Jual Lahan ke DKI, Direktur Sumber Waras:Visi Misi Kami Sama
Editor
Setiawan Adiwijaya
Minggu, 17 April 2016 07:41 WIB
TEMPO.CO, Jakarta - Direktur Umum Rumah Sakit Sumber Waras Abraham Tedjanegara menyampaikan latar belakang penjualan lahan rumah sakit yayasan ini kepada Pemerintah Provinsi DKI Jakarta. Alasan pertama, karena pemerintah membeli tanah itu untuk membangun rumah sakit juga.
"Misi pendahulu (pengurus yayasan) adalah menolong orang susah, untuk orang miskin," kata Abraham di ruang pertemuan RS Sumber Waras, Jakarta Barat, Sabtu, 16 April 2016.
Ia menjelaskan bahwa Basuki Tjahaja Purnama yang kala itu menjadi pelaksana tugas Gubernur DKI Jakarta mempunyai gagasan membangun rumah sakit kanker dan jantung di tanah itu.
"Kami lalu sepakat untuk menjual. Karena kami punya misi dan visi yang sama," ujar Abraham. "Kenapa kepada DKI? Karena sekali lagi kami punya visi dan misi yang sama."

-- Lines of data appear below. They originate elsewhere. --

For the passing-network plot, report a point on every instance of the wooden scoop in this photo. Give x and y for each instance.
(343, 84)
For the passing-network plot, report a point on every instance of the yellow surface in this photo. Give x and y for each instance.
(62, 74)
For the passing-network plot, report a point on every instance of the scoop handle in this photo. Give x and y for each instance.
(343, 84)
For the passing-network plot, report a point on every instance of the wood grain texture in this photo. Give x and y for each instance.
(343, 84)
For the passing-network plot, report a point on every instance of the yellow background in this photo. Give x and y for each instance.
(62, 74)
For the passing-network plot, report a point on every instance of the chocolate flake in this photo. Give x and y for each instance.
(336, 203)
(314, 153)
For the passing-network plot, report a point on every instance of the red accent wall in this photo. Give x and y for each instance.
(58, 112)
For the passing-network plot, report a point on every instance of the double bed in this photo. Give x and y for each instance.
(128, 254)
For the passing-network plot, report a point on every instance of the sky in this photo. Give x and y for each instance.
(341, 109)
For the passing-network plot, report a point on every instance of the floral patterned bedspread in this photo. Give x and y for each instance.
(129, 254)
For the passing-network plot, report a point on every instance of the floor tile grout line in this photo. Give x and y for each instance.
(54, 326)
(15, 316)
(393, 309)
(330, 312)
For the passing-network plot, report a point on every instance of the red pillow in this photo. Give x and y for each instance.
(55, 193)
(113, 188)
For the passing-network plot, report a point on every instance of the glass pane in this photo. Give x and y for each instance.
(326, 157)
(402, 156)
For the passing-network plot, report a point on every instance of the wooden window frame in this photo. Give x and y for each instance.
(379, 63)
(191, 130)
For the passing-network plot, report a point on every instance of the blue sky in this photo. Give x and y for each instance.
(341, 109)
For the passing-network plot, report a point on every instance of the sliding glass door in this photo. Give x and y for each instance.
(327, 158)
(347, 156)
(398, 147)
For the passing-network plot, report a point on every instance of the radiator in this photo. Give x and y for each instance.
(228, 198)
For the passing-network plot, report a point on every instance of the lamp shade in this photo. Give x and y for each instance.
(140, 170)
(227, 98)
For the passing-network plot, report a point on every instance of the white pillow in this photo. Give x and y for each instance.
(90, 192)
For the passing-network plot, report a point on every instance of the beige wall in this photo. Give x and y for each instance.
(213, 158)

Baca Juga: Cerita Bank Soal Pembayaran RS Sumber Waras, Ternyata Pakai Cek
Menurut Abraham, lahan di Sumber Waras yang berada di Jalan Kyai Tapa itu sangat layak dijadikan rumah sakit kanker. "Karena tempatnya strategis. Mana lagi ada lahan seluas ini di Jakarta?" Ia mengatakan andaikata baru dijual sekarang, mungkin harganya lebih mahal lagi. Apalagi untuk rumah sakit.
Penandatanganan akta pelepasan hak dari rumah sakit ke Pemprov DKI terjadi pada 17 Desember 2014. Dalam penjualan itu, ucap Abraham, harga tanah yang ditawarkan rumah sakit sesuai dengan nilai jual objek pajak (NJOP). Mengacu pada pajak bumi dan bangunan (PBB) tahun 2014, yakni Rp 20,7 juta.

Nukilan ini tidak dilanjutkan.